The boy and three law enforcement officers were treated and released Saturday from a local hospital. The boy’s right eye was bloodied and his throat bruised after he was choked with a chain he wore, his attorney said. Morse suffered cuts on his knee, elbow and ear, Irvine said.

Jackson was booked on suspicion of assaulting a police officer, and was later released.

“We want this police officer fired and prosecuted,” said Najee Ali of Project Islamic HOPE, a community activist group. “This is another Rodney King beating; it’s not a matter of race, it’s a matter of police culture.”

Inglewood Mayor Roosevelt Dorn called the footage “very disturbing.”

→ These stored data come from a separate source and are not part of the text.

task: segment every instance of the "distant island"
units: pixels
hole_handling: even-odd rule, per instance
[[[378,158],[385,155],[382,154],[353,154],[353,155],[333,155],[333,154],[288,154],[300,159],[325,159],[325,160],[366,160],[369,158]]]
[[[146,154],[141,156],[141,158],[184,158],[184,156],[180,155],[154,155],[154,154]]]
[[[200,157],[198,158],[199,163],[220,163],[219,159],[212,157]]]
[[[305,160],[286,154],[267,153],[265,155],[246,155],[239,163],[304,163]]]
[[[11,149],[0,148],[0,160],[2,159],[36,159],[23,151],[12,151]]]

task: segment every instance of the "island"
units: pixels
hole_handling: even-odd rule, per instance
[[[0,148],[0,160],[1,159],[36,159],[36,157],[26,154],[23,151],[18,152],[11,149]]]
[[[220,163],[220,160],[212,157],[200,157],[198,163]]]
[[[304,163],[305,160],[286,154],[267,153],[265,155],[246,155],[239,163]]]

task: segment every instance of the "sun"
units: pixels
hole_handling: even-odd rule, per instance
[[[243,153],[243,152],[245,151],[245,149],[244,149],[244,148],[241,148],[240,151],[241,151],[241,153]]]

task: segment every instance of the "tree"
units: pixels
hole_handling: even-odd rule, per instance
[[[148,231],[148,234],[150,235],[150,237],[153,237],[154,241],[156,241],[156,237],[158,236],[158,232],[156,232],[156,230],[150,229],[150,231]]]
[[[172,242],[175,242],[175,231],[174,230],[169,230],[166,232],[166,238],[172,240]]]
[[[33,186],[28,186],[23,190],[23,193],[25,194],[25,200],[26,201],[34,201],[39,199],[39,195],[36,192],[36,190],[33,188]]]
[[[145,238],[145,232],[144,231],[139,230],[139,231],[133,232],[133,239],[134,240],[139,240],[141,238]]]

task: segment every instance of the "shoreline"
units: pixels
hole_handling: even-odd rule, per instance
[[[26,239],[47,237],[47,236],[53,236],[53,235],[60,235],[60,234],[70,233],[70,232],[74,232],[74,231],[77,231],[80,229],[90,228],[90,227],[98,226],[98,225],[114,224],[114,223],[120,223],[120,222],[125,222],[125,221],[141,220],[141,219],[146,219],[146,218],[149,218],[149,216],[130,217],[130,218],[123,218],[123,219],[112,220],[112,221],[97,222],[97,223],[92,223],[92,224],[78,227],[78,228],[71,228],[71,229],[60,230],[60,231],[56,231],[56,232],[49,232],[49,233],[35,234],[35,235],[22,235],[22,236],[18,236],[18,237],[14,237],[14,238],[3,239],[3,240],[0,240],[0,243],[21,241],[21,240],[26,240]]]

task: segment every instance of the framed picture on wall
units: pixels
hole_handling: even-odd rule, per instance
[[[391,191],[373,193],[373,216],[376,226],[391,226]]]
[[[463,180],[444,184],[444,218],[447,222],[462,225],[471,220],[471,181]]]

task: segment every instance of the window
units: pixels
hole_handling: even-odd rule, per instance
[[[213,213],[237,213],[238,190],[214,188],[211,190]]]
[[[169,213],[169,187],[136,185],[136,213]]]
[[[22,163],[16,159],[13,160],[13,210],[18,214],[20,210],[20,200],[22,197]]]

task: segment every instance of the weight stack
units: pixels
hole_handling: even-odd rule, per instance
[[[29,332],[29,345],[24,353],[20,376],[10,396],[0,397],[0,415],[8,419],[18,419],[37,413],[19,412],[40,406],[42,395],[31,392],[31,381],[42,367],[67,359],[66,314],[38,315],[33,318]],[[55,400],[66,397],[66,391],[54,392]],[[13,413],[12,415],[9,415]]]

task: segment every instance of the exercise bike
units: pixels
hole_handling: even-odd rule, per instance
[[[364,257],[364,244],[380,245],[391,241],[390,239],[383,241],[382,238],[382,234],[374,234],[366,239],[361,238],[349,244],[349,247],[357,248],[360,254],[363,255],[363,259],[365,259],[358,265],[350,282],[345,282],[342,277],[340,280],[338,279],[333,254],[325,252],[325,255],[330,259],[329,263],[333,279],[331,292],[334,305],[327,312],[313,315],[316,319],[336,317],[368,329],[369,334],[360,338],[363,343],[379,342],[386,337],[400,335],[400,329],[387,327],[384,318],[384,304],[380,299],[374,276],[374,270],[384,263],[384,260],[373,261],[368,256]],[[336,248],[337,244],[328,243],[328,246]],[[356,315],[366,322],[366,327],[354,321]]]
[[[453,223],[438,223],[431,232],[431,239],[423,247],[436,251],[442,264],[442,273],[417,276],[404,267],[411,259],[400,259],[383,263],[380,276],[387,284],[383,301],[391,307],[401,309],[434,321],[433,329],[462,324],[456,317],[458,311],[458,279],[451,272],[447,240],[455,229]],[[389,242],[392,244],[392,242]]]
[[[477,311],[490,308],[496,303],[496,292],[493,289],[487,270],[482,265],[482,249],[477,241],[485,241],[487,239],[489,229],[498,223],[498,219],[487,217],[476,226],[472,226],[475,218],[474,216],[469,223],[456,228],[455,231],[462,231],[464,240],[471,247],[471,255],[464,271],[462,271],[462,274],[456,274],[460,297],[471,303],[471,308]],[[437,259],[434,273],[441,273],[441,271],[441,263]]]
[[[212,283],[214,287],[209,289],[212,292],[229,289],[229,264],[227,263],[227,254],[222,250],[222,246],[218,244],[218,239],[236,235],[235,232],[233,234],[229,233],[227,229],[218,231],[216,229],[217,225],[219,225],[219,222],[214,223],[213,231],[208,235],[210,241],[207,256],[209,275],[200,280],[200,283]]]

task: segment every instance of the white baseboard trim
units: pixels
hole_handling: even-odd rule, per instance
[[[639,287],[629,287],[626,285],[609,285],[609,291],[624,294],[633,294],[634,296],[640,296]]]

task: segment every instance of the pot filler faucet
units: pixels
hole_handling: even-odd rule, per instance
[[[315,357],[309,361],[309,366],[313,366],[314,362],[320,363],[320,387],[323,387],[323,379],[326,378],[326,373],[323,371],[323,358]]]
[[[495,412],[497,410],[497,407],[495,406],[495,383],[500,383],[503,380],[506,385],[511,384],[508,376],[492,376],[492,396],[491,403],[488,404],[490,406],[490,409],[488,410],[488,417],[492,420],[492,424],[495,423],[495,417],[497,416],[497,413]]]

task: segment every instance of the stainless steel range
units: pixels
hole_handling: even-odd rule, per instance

But “it doesn’t resemble Rodney King,” he said, “because you don’t have four or five officers beating this one young man. What I saw was one officer .... The only concern I have at this point is to see justice is done. One officer’s conduct is not going to destroy this city.”

After viewing the videotape, attorney Thomas E. Beck, many of whose clients claimed to be victims of police abuse, said, “The officer was being physically and unnecessarily abusive to that boy. There’s no amount of fact that would justify what the officer did.”

The videotape was shot by Mitchell Crooks, a 27-year-old DJ staying in a nearby hotel while he waited to switch apartments after returning from vacation. Hearing a woman screaming about someone being beaten, Crooks ran outside with his video camera. He said he was not shocked by what he saw and did not realize what a stir the videotape would cause.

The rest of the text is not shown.